2D Vector Space Visualization
Interactive Controls
Step 1: The Problem
Goal: We want to modify a model's weights to remove unwanted behavior (like refusal), but we don't want to break its useful capabilities (like math, coding, reasoning).
The Challenge: A naive weight modification ΔW might accidentally affect the outputs for inputs we care about preserving.
Solution: Project ΔW into the null space of the preservation activations, ensuring the modification has zero effect on preserved capabilities.
Step 2: Understanding Null Space
The null space of a matrix K contains all vectors x where Kx = 0.
In 2D visualization:
- The green line shows the "row space" of K (directions that K responds to)
- The blue region shows the "null space" (perpendicular to K)
- Any vector in the null space, when multiplied by K, gives zero!
Step 3: Projection & Result
We decompose the original update ΔW into two parts:
- Row space component: Part that affects preservation inputs (we remove this)
- Null space component: Part with zero effect on preservation (we keep this)
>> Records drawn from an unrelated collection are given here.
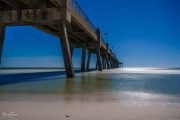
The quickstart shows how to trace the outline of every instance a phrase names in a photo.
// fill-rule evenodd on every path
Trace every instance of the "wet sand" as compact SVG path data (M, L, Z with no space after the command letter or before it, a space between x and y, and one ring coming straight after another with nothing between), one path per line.
M180 120L179 71L60 73L0 75L0 120Z
M180 104L13 94L1 95L0 112L15 112L13 120L179 120Z

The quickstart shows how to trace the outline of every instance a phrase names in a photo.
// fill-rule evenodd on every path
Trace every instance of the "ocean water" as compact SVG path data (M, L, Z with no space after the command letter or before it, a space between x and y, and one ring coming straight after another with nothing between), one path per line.
M0 99L4 95L53 95L68 100L180 103L180 70L123 68L81 73L66 78L62 69L0 71Z

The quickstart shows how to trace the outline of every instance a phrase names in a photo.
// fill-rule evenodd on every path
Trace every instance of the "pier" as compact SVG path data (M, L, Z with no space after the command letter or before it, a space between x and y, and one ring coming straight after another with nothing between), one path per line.
M0 64L6 26L32 26L60 38L67 77L74 77L73 50L82 48L81 71L89 69L96 54L96 68L123 67L76 0L0 0ZM88 59L86 63L86 51Z

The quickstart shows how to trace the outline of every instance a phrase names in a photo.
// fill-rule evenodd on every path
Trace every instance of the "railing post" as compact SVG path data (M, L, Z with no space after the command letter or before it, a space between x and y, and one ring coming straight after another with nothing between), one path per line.
M73 78L74 70L73 70L73 64L72 64L72 58L71 58L71 52L70 52L70 47L69 47L66 25L65 25L64 21L59 22L58 30L59 30L58 32L59 32L61 48L62 48L62 53L63 53L63 58L64 58L64 65L65 65L65 69L66 69L66 76L68 78Z
M5 32L6 32L6 26L0 25L0 64L1 64L1 60L2 60Z
M101 57L100 57L101 32L100 32L99 28L97 28L96 31L97 31L97 38L98 38L98 43L97 43L97 47L96 47L97 64L98 64L99 71L103 71Z
M91 28L92 31L96 31L95 26L92 24L92 22L89 20L87 15L84 13L80 5L77 3L76 0L71 0L71 6L79 13L79 15L82 17L82 19L86 22L86 24Z

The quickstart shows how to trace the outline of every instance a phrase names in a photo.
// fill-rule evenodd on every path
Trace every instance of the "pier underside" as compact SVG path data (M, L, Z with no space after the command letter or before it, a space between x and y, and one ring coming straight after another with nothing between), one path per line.
M72 55L75 48L82 48L82 72L89 69L91 54L96 54L100 71L119 67L120 62L104 42L100 30L75 0L0 0L0 62L6 26L22 25L60 38L67 77L74 77ZM89 53L87 66L86 50Z

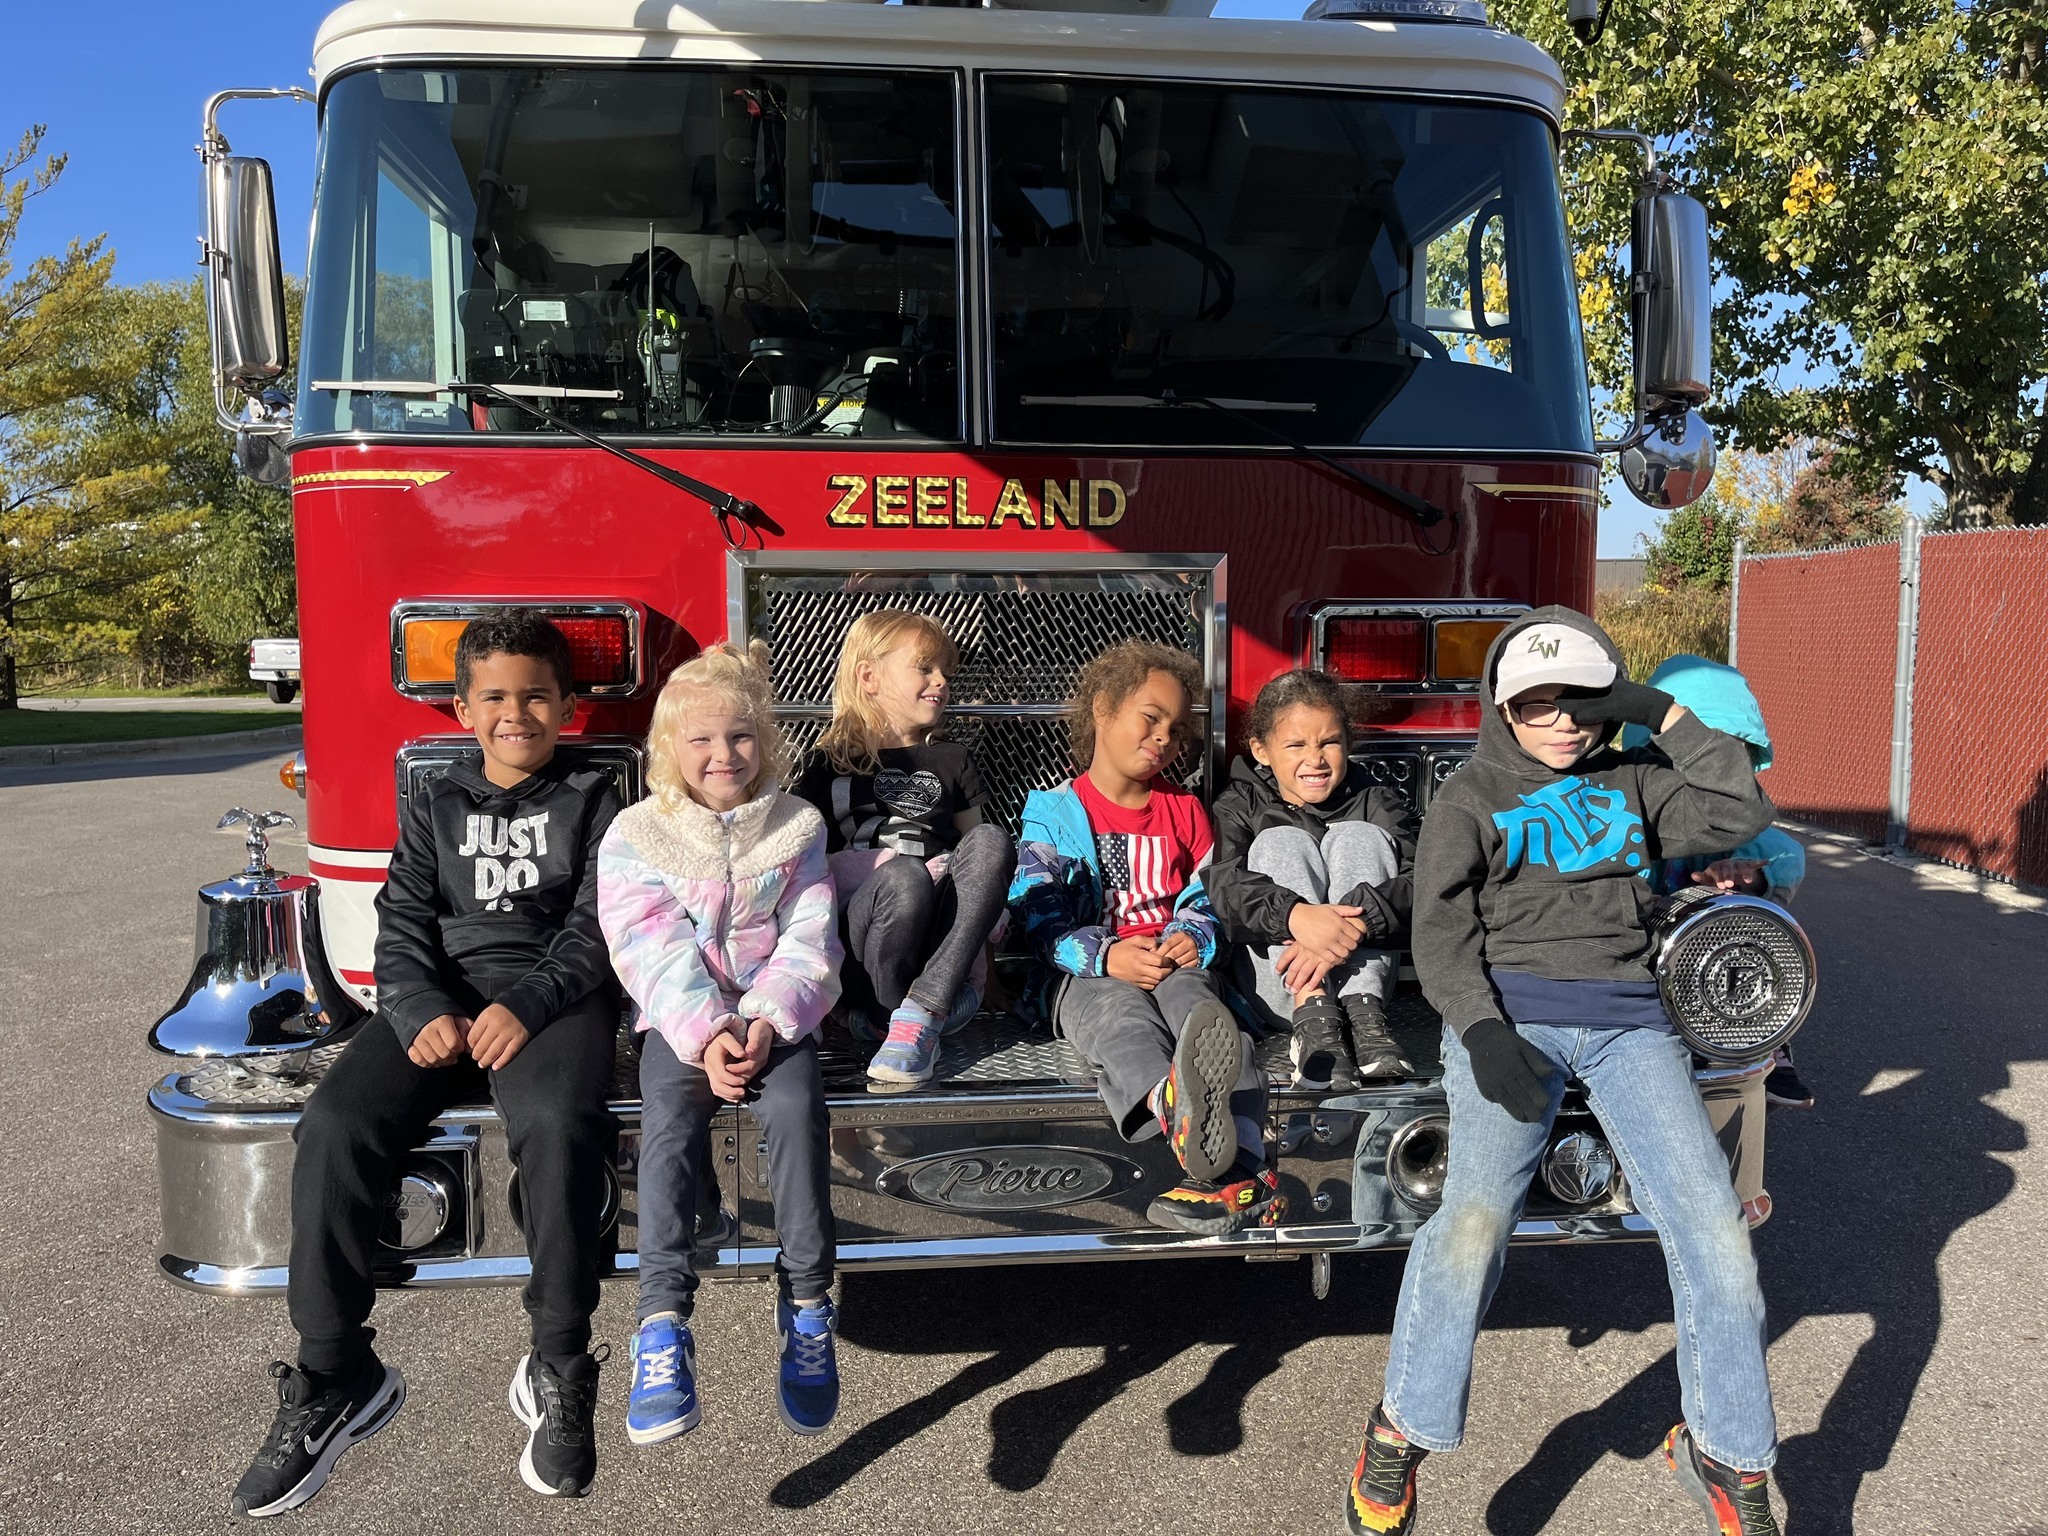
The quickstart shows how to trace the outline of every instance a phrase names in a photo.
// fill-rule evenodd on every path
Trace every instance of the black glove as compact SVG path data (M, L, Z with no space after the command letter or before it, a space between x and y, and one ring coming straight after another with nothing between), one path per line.
M1480 1019L1459 1036L1472 1058L1472 1081L1524 1125L1534 1125L1550 1108L1550 1058L1499 1019Z
M1672 700L1661 688L1618 677L1590 698L1558 702L1581 725L1646 725L1655 732L1664 728Z

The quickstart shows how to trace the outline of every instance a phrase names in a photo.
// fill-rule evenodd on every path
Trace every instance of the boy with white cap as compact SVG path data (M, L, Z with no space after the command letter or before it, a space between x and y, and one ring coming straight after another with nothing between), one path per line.
M1417 1464L1463 1439L1479 1325L1575 1078L1671 1273L1685 1419L1666 1458L1717 1536L1777 1536L1756 1261L1658 997L1641 878L1653 860L1754 837L1771 803L1747 747L1630 682L1583 614L1526 615L1485 676L1478 749L1432 798L1415 858L1415 968L1444 1021L1443 1205L1408 1257L1346 1527L1412 1531ZM1651 748L1608 745L1630 723Z

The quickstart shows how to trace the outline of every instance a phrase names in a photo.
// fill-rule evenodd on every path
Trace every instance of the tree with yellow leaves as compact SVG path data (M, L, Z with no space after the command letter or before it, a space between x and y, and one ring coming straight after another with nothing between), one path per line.
M1569 86L1567 126L1653 135L1713 220L1712 413L1811 439L1961 526L2048 522L2048 20L2034 0L1616 0L1581 47L1558 0L1495 0ZM1567 155L1595 382L1626 403L1634 167Z

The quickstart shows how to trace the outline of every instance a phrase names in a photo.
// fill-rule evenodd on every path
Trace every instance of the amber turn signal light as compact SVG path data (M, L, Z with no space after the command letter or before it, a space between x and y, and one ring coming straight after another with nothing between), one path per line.
M1486 653L1506 629L1505 619L1439 619L1436 625L1436 675L1447 683L1477 682L1486 671Z
M415 688L455 681L455 646L467 619L407 619L405 680Z

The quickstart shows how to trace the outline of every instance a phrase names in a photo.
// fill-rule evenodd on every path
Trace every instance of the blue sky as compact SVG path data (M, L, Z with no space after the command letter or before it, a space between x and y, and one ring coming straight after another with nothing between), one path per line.
M1222 0L1224 16L1292 17L1306 0ZM23 254L105 232L122 282L181 280L198 258L199 112L231 86L303 85L326 0L271 0L214 14L165 0L10 7L12 67L0 139L49 125L46 150L70 156L57 188L31 205ZM29 61L32 61L30 63ZM23 67L28 64L28 67ZM222 127L238 154L268 159L289 270L303 272L312 197L313 110L230 103ZM1635 553L1655 514L1610 477L1602 555Z

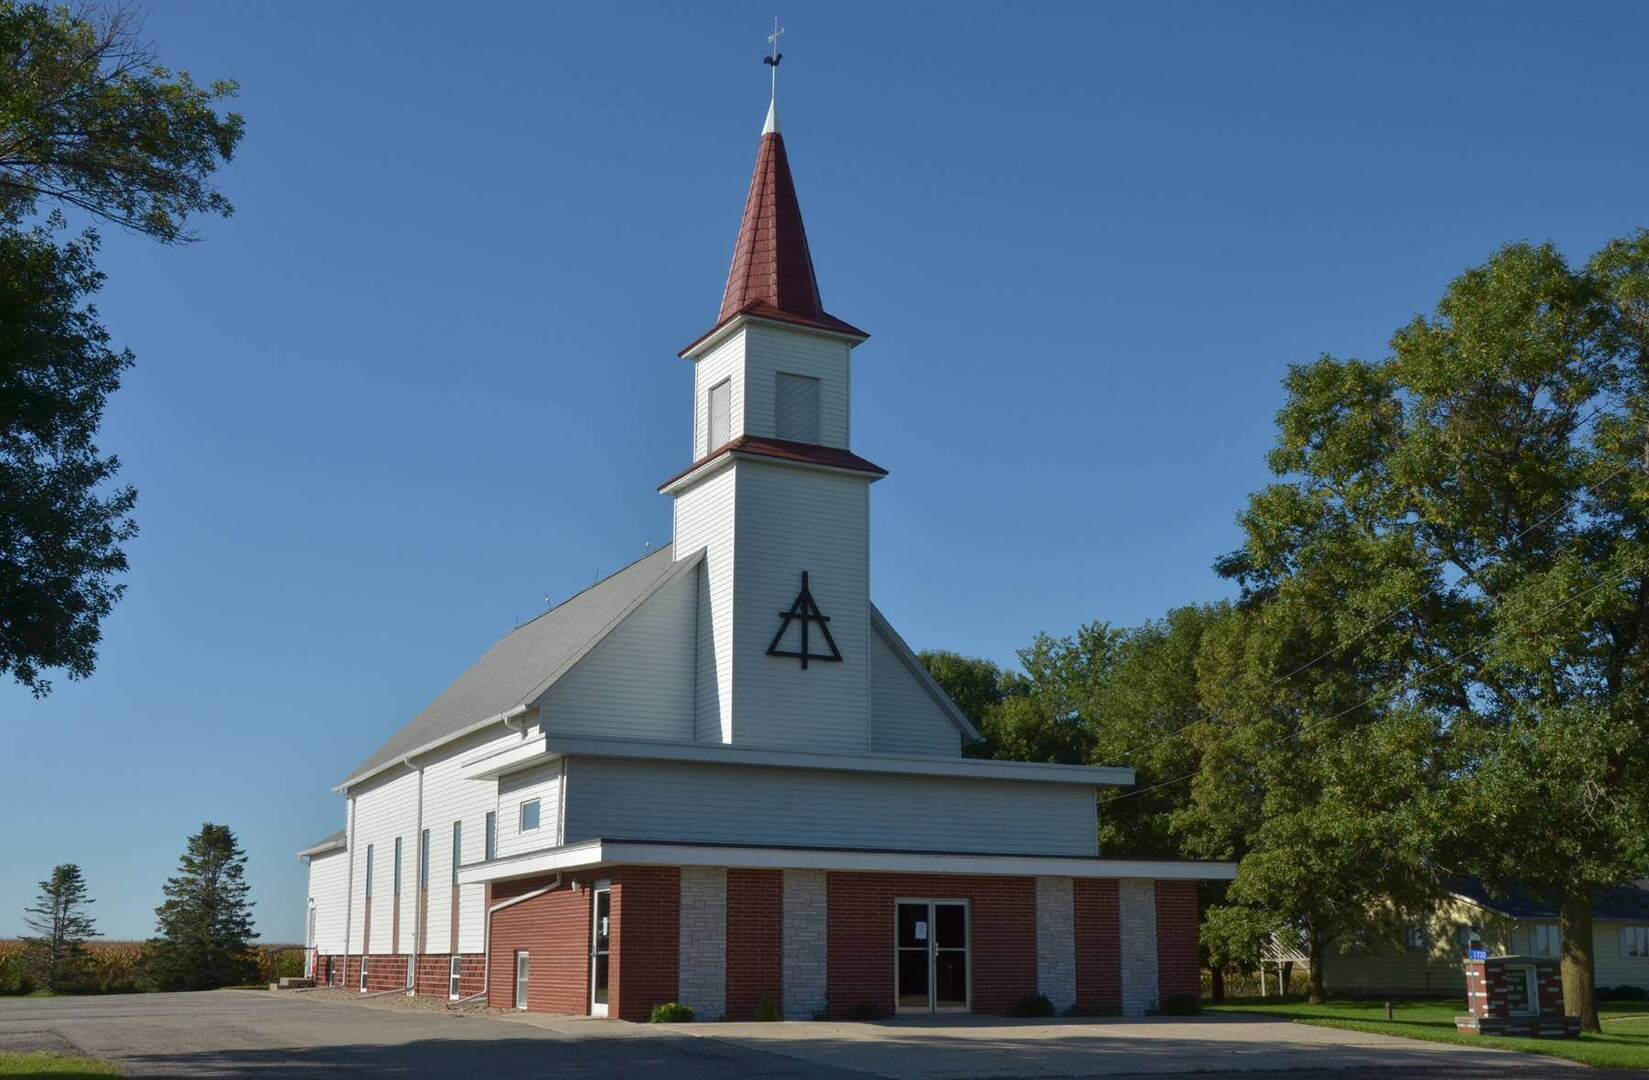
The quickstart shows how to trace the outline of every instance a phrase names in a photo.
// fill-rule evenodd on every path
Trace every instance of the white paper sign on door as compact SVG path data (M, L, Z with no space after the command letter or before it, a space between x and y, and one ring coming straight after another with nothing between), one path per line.
M916 924L916 940L917 941L926 941L927 939L928 939L928 924L925 923L925 922L917 923Z

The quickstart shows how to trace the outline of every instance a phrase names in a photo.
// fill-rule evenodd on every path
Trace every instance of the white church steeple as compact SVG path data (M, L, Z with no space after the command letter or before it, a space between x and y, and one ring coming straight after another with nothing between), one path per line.
M867 336L824 310L770 102L721 311L681 353L693 464L659 489L676 500L675 557L705 552L700 741L870 745L869 488L886 471L850 445Z

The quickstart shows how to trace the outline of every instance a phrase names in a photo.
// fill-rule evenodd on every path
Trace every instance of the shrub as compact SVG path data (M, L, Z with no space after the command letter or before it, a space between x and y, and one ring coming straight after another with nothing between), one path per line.
M847 1010L847 1018L849 1020L880 1020L882 1018L882 1007L874 1001L861 1001Z
M1084 1003L1079 1001L1075 1005L1072 1005L1070 1008L1066 1009L1064 1012L1060 1013L1059 1015L1061 1015L1061 1016L1072 1016L1072 1017L1076 1017L1076 1016L1121 1016L1122 1015L1122 1007L1120 1005L1094 1004L1093 1002L1089 1002L1087 1004L1084 1004Z
M678 1002L666 1001L663 1005L653 1006L652 1020L655 1024L691 1024L693 1010Z
M756 1015L752 1018L762 1023L770 1023L779 1018L779 1004L770 997L764 997L756 1002Z
M1190 994L1165 997L1150 1010L1156 1016L1195 1016L1202 1012L1202 999Z
M34 992L34 980L29 977L23 953L17 951L0 955L0 994L29 994Z
M1013 1016L1052 1016L1054 1003L1041 994L1026 994L1013 1003L1010 1015Z
M1597 999L1599 1001L1649 1001L1649 990L1645 990L1641 986L1616 986L1612 989L1607 986L1600 986L1597 988Z

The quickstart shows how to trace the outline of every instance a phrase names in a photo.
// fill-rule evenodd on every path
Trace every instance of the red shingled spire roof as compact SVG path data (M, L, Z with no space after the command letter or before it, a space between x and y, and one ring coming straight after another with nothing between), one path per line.
M750 178L744 220L733 245L733 266L727 273L727 290L722 294L716 325L719 328L739 315L860 338L869 336L826 312L819 299L802 208L796 199L796 183L790 178L790 159L784 152L784 136L778 132L778 118L771 109L756 154L756 172Z

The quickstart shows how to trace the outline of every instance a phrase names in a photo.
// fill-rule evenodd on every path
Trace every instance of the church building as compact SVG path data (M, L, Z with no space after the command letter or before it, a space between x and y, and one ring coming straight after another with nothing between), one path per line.
M338 785L343 829L299 853L318 982L624 1020L1194 1004L1197 882L1234 868L1106 858L1131 769L964 757L978 732L871 599L867 336L821 302L770 106L721 310L680 354L672 542Z

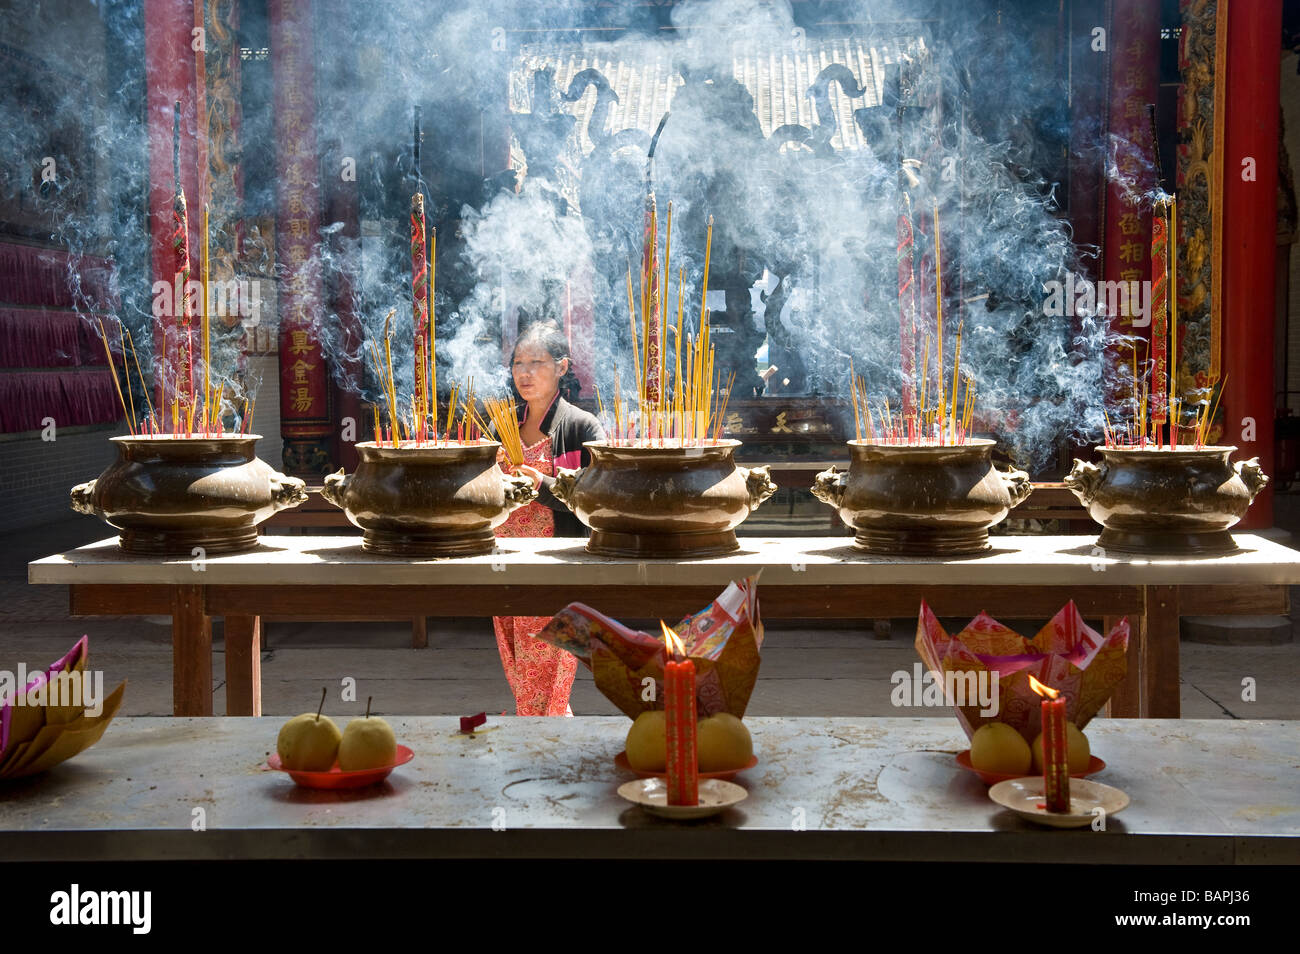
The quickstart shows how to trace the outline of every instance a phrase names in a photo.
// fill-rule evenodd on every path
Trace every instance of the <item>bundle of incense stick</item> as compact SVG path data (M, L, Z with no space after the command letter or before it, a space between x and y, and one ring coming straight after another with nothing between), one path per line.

The projected update ΔW' = ΔW minus its row-space component.
Result:
- Preservation guaranteed: K · ΔW' = 0
- Some modification lost: |ΔW'| ≤ |ΔW|
Trade-off: The more aligned your update is with preservation directions, the more gets removed. In practice, refusal behavior often lives in directions somewhat orthogonal to general capabilities, so we can remove most of it while preserving capabilities!
Mathematical Formulation
Given preservation activations K ∈ ℝn×d (n samples, d dimensions):
K = UΣVT
Pnull = I - VrVrT
(where Vr contains the r significant right singular vectors)
ΔW' = ΔW · Pnull
K · ΔW' = K · ΔW · (I - VVT) = K · ΔW - K · ΔW · VVT ≈ 0
Why it works: The rows of V span the row space of K. Subtracting VVT removes all components in the row space, leaving only the null space.
Implementation
Application to Model Abliteration
In the context of removing refusal behavior from language models:
| Component | In Demo | In Abliteration |
|---|---|---|
| K | Preservation vector | Activations from math, coding, reasoning prompts |
| ΔW | Original update | Refusal direction projection |
| ΔW' | Projected update | Safe refusal removal (preserves capabilities) |
| K · ΔW' = 0 | Dot product is zero | Math/coding outputs unchanged |
Practical considerations:
- Use diverse preservation prompts (35+ covering math, coding, reasoning, etc.)
- rank_ratio of 0.95 keeps most capability variance while allowing some modification
- Lower rank_ratio = more aggressive preservation (but less refusal removal)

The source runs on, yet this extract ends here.